Como será o novo Código de Ética do STF?
O futuro Código de Ética do STF é apresentado como instrumento para organizar e consolidar normas de conduta que hoje existem de forma dispersa. A ministra Cármen Lúcia foi designada relatora do texto, responsável por sistematizar diretrizes em um documento único a ser debatido pelo plenário.
Segundo Fachin, o documento deve orientar o comportamento dos integrantes da Corte, prevenir conflitos de interesse e ampliar a confiança pública. A proposta é que o código funcione como guia prático para decisões e posturas no exercício das funções públicas, e não apenas como referência formal.
Quais mudanças práticas o Código de Ética trará ao funcionamento do STF?
Na prática, o Código de Ética do STF busca definir parâmetros mais objetivos sobre relacionamento com partes interessadas, participação em eventos, uso de informações privilegiadas e transparência em agendas oficiais. A ideia é reduzir margem para interpretações individuais e fortalecer a previsibilidade institucional.
O eixo central do documento será a promoção de um ambiente de debate institucional sobre integridade e transparência, com foco preventivo. Em vez de se limitar à punição de condutas inadequadas, o código deve oferecer clareza sobre o que é esperado dos ministros e auxiliar na solução de dúvidas internas.
Por que ética e transparência no STF impactam diretamente o cidadão?
Fachin relacionou o Código de Ética ao interesse direto do cidadão, destacando que a legitimidade do STF depende da qualidade das decisões e da forma como seus integrantes se posicionam publicamente. Em cenário de forte exposição midiática e intenso debate político, regras claras tendem a reduzir ruídos e suspeitas.

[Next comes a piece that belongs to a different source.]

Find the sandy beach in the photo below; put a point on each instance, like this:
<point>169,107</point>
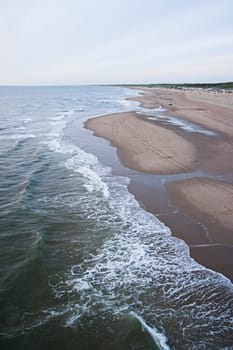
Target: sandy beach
<point>160,148</point>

A transparência em agendas, a publicação de informações relevantes e a prevenção de conflitos de interesse aproximam o STF da sociedade e facilitam o controle social. Nessa lógica, a confiança pública passa a ser tratada como ativo estratégico do Estado de Direito e fator de estabilidade democrática:
- Prevenção de conflitos de interesse: definição prévia de situações em que ministros devem se declarar impedidos ou suspeitos.
- Padronização de conduta: redução de interpretações individuais sobre limites éticos.
- Fortalecimento da imagem institucional: maior clareza sobre como o STF se autorregula.
Como Fachin analisa os impactos sobre a liberdade de expressão?
Além do Código de Ética, Fachin enfatizou a importância da liberdade de expressão e de imprensa como pilares do debate público e do controle democrático. Para o presidente, momentos de adversidade exigem responsabilidade institucional e fidelidade à Constituição, sem tratar a crítica republicana como ameaça.
Foi anunciada também a continuidade do Observatório de Integridade e Transparência, em articulação com o Conselho Nacional de Justiça (CNJ). A iniciativa monitora práticas éticas e de transparência no Judiciário, servindo de referência para aprimorar procedimentos internos, fiscalização e responsabilização:
- Elaboração do Código de Ética do STF, sob relatoria de Cármen Lúcia.
- Debate interno para consolidar normas de conduta e transparência.
- Atuação conjunta com o CNJ por meio do Observatório de Integridade.
- Reforço do compromisso com liberdade de expressão e imprensa livre.